Logarithms have some unique and useful properties that make solving equations easier, especially when dealing with expressions involving differences or sums of logarithmic terms. One such property is that the difference of two logarithmic expressions with the same base can be rewritten as a single logarithm. This is because:

• For any two positive numbers, say \( A \) and \( B \), and a positive base \( b \) (not equal to 1), the property \( \log_{b}(A) - \log_{b}(B) = \log_{b} \left( \frac{A}{B} \right) \) holds true.

In practice, this means you can combine multiple logarithms into a single term, often simplifying calculations significantly. In our original exercise, using this property changed the equation from two separate log terms to a single one: \( \log_{2} \left( \frac{y+2}{y-2} \right) = 1 \). This simplification set the stage for further solving, ultimately making it more manageable to work through.

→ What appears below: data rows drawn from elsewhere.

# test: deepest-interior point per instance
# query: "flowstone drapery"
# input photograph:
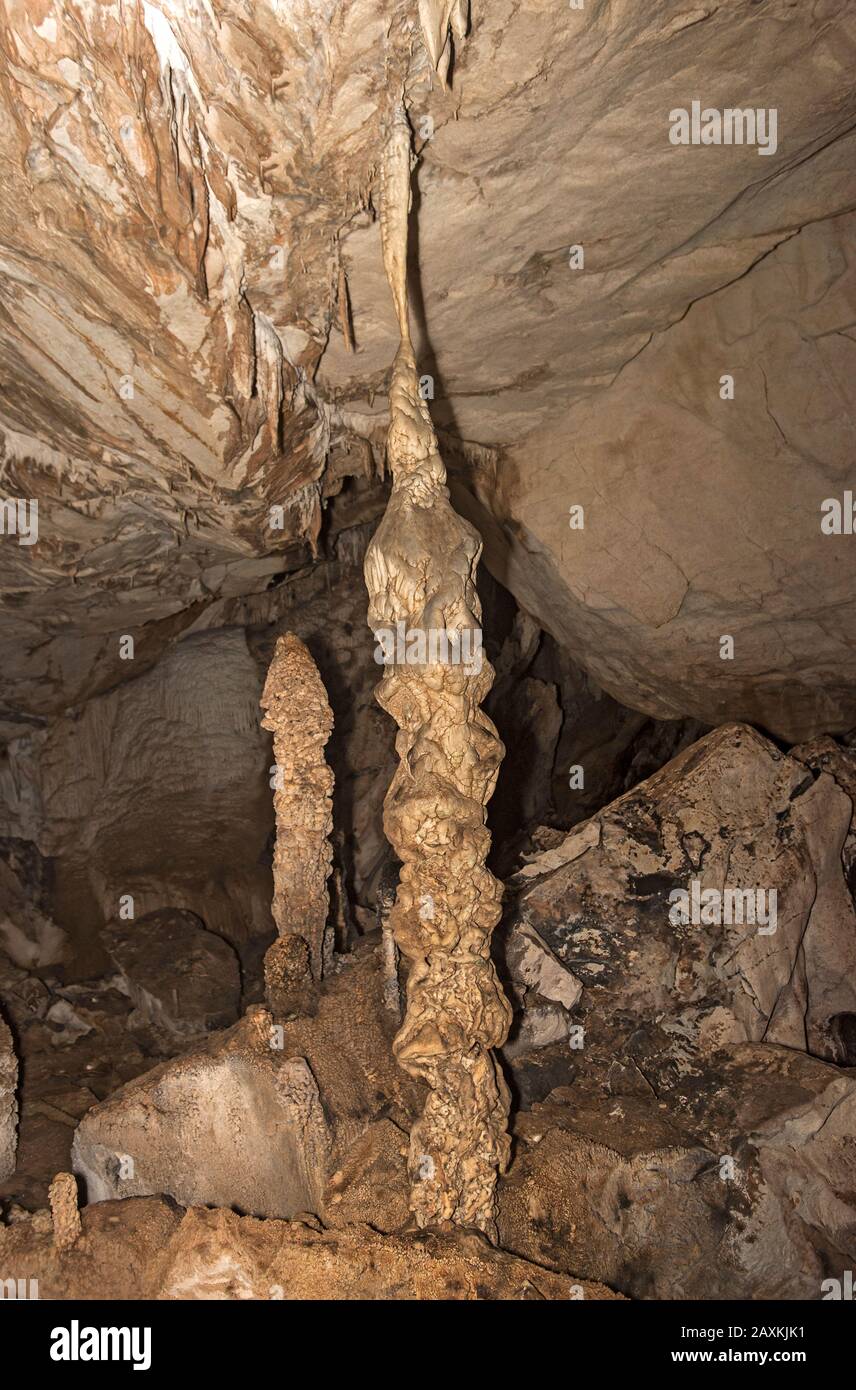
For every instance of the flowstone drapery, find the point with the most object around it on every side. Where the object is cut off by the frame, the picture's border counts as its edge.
(420, 573)
(298, 713)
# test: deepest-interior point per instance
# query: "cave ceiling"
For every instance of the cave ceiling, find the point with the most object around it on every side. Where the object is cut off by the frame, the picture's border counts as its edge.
(195, 325)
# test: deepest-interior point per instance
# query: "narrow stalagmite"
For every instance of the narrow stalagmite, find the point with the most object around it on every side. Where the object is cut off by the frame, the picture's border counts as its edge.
(298, 713)
(420, 571)
(63, 1197)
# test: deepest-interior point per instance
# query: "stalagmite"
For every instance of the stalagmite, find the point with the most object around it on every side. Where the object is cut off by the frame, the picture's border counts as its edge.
(63, 1196)
(420, 571)
(298, 713)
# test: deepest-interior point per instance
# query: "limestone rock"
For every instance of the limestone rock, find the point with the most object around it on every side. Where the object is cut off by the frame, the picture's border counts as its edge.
(204, 374)
(727, 816)
(64, 1211)
(9, 1102)
(182, 980)
(824, 755)
(544, 990)
(298, 713)
(145, 1248)
(288, 977)
(188, 733)
(737, 1184)
(371, 1183)
(232, 1129)
(420, 574)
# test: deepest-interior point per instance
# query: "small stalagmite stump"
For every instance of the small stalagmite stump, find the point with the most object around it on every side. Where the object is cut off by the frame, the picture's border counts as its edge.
(63, 1196)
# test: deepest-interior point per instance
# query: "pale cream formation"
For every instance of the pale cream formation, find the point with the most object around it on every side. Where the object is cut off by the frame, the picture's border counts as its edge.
(298, 713)
(420, 569)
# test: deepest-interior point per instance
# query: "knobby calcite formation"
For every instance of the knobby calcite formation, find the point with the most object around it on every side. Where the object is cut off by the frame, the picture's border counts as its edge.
(420, 571)
(66, 1215)
(298, 713)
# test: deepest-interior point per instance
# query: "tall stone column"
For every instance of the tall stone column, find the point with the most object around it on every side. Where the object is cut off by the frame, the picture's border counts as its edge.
(298, 713)
(424, 610)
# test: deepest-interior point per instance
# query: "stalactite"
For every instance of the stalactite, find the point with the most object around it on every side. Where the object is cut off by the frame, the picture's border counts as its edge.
(420, 571)
(298, 713)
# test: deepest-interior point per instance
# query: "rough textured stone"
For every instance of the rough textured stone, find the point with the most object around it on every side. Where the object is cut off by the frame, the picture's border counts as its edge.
(420, 574)
(544, 990)
(298, 713)
(229, 1127)
(66, 1216)
(260, 1116)
(145, 1248)
(236, 325)
(739, 1183)
(9, 1102)
(728, 813)
(184, 982)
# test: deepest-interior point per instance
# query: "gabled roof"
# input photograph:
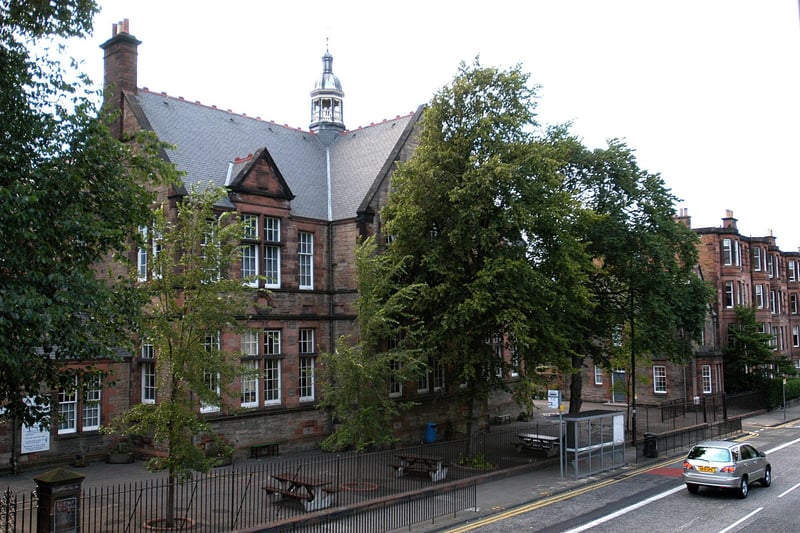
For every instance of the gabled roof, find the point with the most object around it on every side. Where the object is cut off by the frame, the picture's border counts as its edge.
(206, 140)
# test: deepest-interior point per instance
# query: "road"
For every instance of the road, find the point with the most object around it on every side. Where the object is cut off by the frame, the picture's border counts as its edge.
(656, 500)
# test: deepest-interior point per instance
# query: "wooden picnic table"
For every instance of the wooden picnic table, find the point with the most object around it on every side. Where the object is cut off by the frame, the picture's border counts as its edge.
(534, 441)
(434, 467)
(313, 493)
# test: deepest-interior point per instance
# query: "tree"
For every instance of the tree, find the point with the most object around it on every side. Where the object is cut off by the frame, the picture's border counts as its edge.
(646, 286)
(750, 360)
(71, 194)
(357, 379)
(191, 303)
(481, 219)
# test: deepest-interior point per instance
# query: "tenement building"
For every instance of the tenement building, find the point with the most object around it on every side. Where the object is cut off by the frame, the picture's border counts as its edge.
(743, 270)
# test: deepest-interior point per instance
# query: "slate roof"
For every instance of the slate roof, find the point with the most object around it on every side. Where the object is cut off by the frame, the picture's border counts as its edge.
(206, 139)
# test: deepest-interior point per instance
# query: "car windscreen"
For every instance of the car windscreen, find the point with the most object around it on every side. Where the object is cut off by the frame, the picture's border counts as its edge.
(717, 455)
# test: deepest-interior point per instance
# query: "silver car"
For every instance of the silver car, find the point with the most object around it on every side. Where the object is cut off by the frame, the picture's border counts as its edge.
(726, 464)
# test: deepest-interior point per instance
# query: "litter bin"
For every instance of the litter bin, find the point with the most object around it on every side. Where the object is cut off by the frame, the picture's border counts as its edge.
(430, 432)
(650, 445)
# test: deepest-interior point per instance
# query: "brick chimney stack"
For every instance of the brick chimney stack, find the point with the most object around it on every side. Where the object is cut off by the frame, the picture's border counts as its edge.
(120, 59)
(729, 221)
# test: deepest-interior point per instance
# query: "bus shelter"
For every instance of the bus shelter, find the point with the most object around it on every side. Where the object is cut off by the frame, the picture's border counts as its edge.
(594, 442)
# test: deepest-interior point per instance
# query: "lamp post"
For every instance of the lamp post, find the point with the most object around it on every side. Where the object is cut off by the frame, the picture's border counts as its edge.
(784, 397)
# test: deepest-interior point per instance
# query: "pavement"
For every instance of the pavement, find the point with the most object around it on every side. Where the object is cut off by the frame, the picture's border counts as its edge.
(505, 493)
(498, 492)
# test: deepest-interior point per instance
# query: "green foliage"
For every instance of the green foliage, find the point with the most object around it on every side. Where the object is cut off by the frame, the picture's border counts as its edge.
(356, 379)
(648, 298)
(776, 391)
(484, 224)
(70, 193)
(478, 461)
(516, 230)
(750, 361)
(191, 303)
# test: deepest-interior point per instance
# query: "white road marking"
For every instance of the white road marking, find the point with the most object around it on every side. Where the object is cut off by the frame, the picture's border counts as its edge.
(742, 519)
(626, 510)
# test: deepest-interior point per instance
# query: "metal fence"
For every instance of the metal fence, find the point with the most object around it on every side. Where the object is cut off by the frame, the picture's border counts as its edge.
(712, 409)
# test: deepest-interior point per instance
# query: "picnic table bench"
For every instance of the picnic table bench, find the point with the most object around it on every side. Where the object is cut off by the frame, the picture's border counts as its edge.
(534, 441)
(434, 467)
(313, 493)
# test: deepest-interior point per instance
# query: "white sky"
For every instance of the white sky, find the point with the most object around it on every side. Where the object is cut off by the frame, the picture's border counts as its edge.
(706, 91)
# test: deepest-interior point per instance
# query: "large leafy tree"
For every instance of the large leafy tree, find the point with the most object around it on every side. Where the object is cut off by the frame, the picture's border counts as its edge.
(70, 194)
(191, 303)
(358, 378)
(750, 361)
(482, 219)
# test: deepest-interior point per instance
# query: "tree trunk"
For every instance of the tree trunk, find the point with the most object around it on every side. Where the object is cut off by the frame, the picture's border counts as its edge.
(170, 518)
(576, 386)
(471, 428)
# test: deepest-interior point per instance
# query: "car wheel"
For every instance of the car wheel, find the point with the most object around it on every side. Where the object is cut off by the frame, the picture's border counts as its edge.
(766, 481)
(744, 488)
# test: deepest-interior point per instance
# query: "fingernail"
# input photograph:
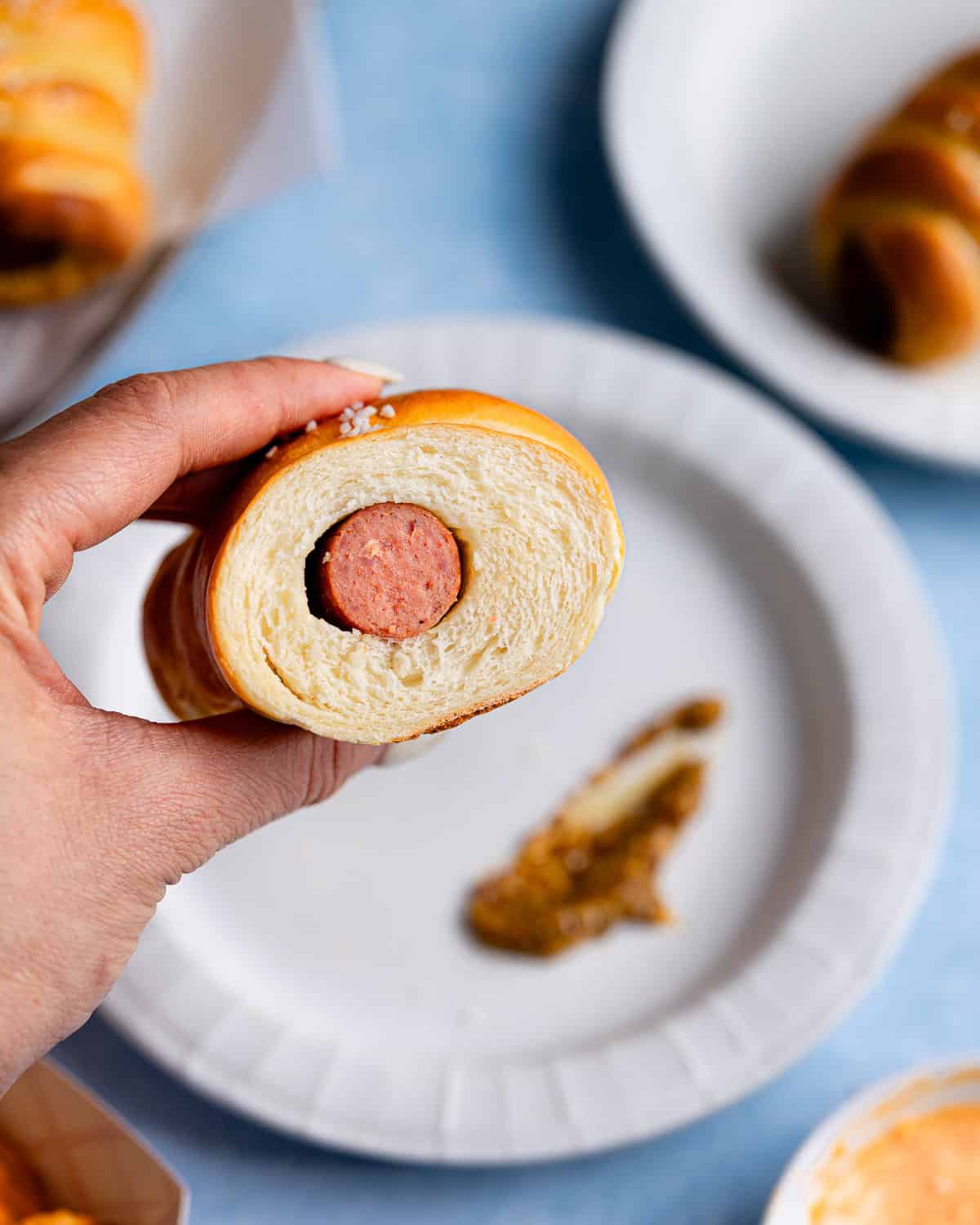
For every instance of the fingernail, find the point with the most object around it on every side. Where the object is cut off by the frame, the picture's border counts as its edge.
(409, 750)
(372, 369)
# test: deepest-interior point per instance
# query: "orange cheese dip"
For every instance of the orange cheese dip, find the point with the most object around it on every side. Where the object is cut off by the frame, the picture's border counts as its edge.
(923, 1171)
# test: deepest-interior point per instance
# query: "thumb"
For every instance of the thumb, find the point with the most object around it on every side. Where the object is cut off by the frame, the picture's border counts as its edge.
(217, 779)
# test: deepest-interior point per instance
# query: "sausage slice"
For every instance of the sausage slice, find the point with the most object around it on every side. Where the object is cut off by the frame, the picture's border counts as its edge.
(391, 570)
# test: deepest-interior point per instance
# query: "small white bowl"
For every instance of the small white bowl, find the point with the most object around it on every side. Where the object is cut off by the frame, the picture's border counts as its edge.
(862, 1120)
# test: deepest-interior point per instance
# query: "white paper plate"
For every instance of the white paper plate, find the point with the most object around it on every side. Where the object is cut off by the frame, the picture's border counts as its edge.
(318, 977)
(724, 120)
(860, 1121)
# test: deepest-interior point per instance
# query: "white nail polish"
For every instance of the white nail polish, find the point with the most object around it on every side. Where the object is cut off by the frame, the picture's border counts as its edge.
(372, 369)
(409, 750)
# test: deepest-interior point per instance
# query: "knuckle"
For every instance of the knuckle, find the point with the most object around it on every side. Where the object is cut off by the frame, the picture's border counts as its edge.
(323, 767)
(149, 394)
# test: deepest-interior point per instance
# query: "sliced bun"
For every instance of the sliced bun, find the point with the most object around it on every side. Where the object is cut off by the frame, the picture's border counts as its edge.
(228, 619)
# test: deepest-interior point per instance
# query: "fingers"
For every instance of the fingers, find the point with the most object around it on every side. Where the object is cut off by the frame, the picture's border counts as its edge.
(90, 470)
(196, 497)
(217, 779)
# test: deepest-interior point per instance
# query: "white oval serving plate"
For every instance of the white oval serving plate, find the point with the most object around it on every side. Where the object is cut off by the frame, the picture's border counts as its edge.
(724, 120)
(318, 975)
(860, 1121)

The idea of converting logarithmic equations into their exponential form can transform an equation into something more familiar and easier to solve. This stems from the fundamental relationship between logarithms and exponents:

• The equation \( \log_{b}(x) = c \) is equivalent to \( x = b^c \).

By rewriting the logarithmic equation in this way, we convert a log expression into a straightforward exponential equation. In our problem, we transformed \( \log_{2} \left( \frac{y+2}{y-2} \right) = 1 \) into \( \frac{y+2}{y-2} = 2^1 \), simplifying it to \( \frac{y+2}{y-2} = 2 \). This type of conversion is particularly helpful because it often reduces the complexity of solving logarithmic equations, allowing us to apply our standard algebraic skills more effectively.

Verifying solutions is a vital step in solving mathematical problems as it ensures the accuracy of our results. After solving for \( y \) in our exercise, we found \( y = 6 \). But how do we know this is truly correct? We check by substituting it back into the original equation to see if it holds:

• The equation is \( \log_{2}(y+2) - \log_{2}(y-2) = 1 \).
• Substituting \( y = 6 \), this becomes \( \log_{2}(8) - \log_{2}(4) \).
• The result simplifies to \( \log_{2}(2) \), which indeed equals 1.

This alignment confirms that \( y = 6 \) is a valid solution. Checking solutions not only verifies correctness but also helps understand the behavior and constraints of our solutions within the original context of the problem.

Solving equations often involves isolating variables, a critical step in determining the value of unknowns. In our exercise, we had a fraction \( \frac{y+2}{y-2} = 2 \). To solve for \( y \), we needed to clear the fraction, simplifying the equation to a linear form:

• We first eliminated the fraction by multiplying both sides by \( y-2 \), resulting in \( y+2 = 2(y-2) \).
• Distributing and rearranging terms allowed us to gather \( y \) terms on one side: \( y + 2 = 2y - 4 \).
• Finally, isolating \( y \) yielded \( y = 6 \).

This process of isolating variables is invaluable because it turns complex expressions into solvable equations, using properties of equality and basic arithmetic to find our desired unknowns.